October 4th, 2007
Ways to Speed Up the PhD
A common topic on this particular blog is the challenges that various graduate students (particularly women and those of color) face in completing their Ph.D. degrees. Up to this point, very few people outside of academia have seemed to notice. But judging from a recent New York Times article, colleges and even state legislatures may be starting to take notice:
The average student takes 8.2 years to get a Ph.D.; in education, that figure surpasses 13 years. Fifty percent of students drop out along the way, with dissertations the major stumbling block. At commencement, the typical doctoral holder is 33, an age when peers are well along in their professions, and 12 percent of graduates are saddled with more than $50,000 in debt.
These statistics, compiled by the National Science Foundation and other government agencies by studying the 43,354 doctoral recipients of 2005, were even worse a few years ago. Now, universities are setting stricter timelines and demanding that faculty advisers meet regularly with protégés. . . .
There are probably few universities that nudge students out the door as rapidly as Princeton, where a humanities student now averages 6.4 years compared with 7.5 in 2003. That is largely because Princeton guarantees financial support for its 330 scholars for five years, including free tuition and stipends that range up to $30,000 a year. . . .
But fewer than a dozen universities have endowments or sources of financing large enough to afford five-year packages.
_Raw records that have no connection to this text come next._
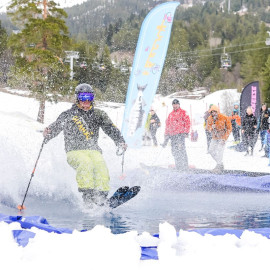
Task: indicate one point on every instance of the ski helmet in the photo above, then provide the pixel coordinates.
(84, 92)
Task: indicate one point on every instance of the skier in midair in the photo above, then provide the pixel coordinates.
(80, 125)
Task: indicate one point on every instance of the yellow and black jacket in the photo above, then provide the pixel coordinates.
(81, 128)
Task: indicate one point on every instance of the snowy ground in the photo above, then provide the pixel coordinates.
(20, 140)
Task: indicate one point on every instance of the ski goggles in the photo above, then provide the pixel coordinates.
(85, 96)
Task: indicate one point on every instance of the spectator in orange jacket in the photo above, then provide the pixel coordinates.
(177, 129)
(220, 127)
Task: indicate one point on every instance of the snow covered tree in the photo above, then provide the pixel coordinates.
(39, 47)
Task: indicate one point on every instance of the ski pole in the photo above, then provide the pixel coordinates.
(21, 206)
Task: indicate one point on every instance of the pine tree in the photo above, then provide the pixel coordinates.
(39, 48)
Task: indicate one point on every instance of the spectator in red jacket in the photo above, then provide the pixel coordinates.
(177, 129)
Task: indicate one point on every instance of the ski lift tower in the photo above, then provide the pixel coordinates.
(70, 56)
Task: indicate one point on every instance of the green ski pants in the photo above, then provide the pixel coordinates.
(91, 169)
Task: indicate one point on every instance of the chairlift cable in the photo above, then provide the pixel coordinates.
(216, 54)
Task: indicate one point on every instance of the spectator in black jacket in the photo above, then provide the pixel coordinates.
(263, 123)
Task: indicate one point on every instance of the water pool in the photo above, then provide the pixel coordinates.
(184, 210)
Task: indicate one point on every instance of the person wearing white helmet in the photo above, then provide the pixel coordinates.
(81, 124)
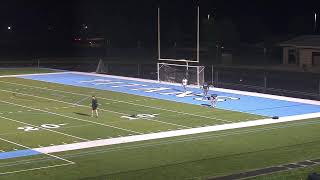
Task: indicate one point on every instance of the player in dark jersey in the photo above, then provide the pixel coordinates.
(213, 100)
(205, 89)
(94, 105)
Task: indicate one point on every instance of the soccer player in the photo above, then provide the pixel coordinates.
(213, 100)
(184, 84)
(94, 105)
(205, 88)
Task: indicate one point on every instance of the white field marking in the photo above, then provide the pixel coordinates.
(26, 147)
(35, 74)
(153, 144)
(167, 134)
(150, 119)
(131, 103)
(32, 169)
(43, 128)
(255, 94)
(70, 117)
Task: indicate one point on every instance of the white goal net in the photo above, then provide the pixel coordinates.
(174, 73)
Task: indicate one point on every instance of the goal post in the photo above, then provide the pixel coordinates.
(174, 73)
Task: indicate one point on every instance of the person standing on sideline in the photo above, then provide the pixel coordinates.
(94, 105)
(213, 100)
(184, 84)
(205, 89)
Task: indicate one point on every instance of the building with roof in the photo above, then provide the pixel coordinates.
(303, 51)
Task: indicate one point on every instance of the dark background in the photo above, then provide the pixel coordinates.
(49, 28)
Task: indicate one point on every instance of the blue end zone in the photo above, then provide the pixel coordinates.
(19, 153)
(248, 104)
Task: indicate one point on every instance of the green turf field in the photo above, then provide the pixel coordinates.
(28, 108)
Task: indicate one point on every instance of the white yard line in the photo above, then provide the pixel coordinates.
(160, 135)
(126, 102)
(70, 117)
(32, 169)
(255, 94)
(19, 75)
(26, 147)
(73, 104)
(69, 135)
The rest require students to teach regularly. . . .
That raises a question that state legislatures and trustees might ponder: Would it be more cost effective to provide financing to speed graduate students into careers rather than having them drag out their apprenticeships?
Indeed, it is unfortunate that not all colleges can be like Princeton, especially large public state universities like the University at Albany SUNY, where I completed my Ph.D. I guarantee you that if I had the same kind of financial resources available to me back then that Princeton offers, I also would have finished significantly faster than the eventual 10 years it took me.
Nonetheless, I think it’s a positive development that colleges and universities around the country seem to now recognize that it’s not in anybody’s interest to prolong graduate study. At the same time, I recognize that some -- maybe even many -- people really like being graduate students and may not be in a hurry to finish.
But for the rest of us, more assistance and resources toward being “Ph.inally D.one” is greatly appreciated.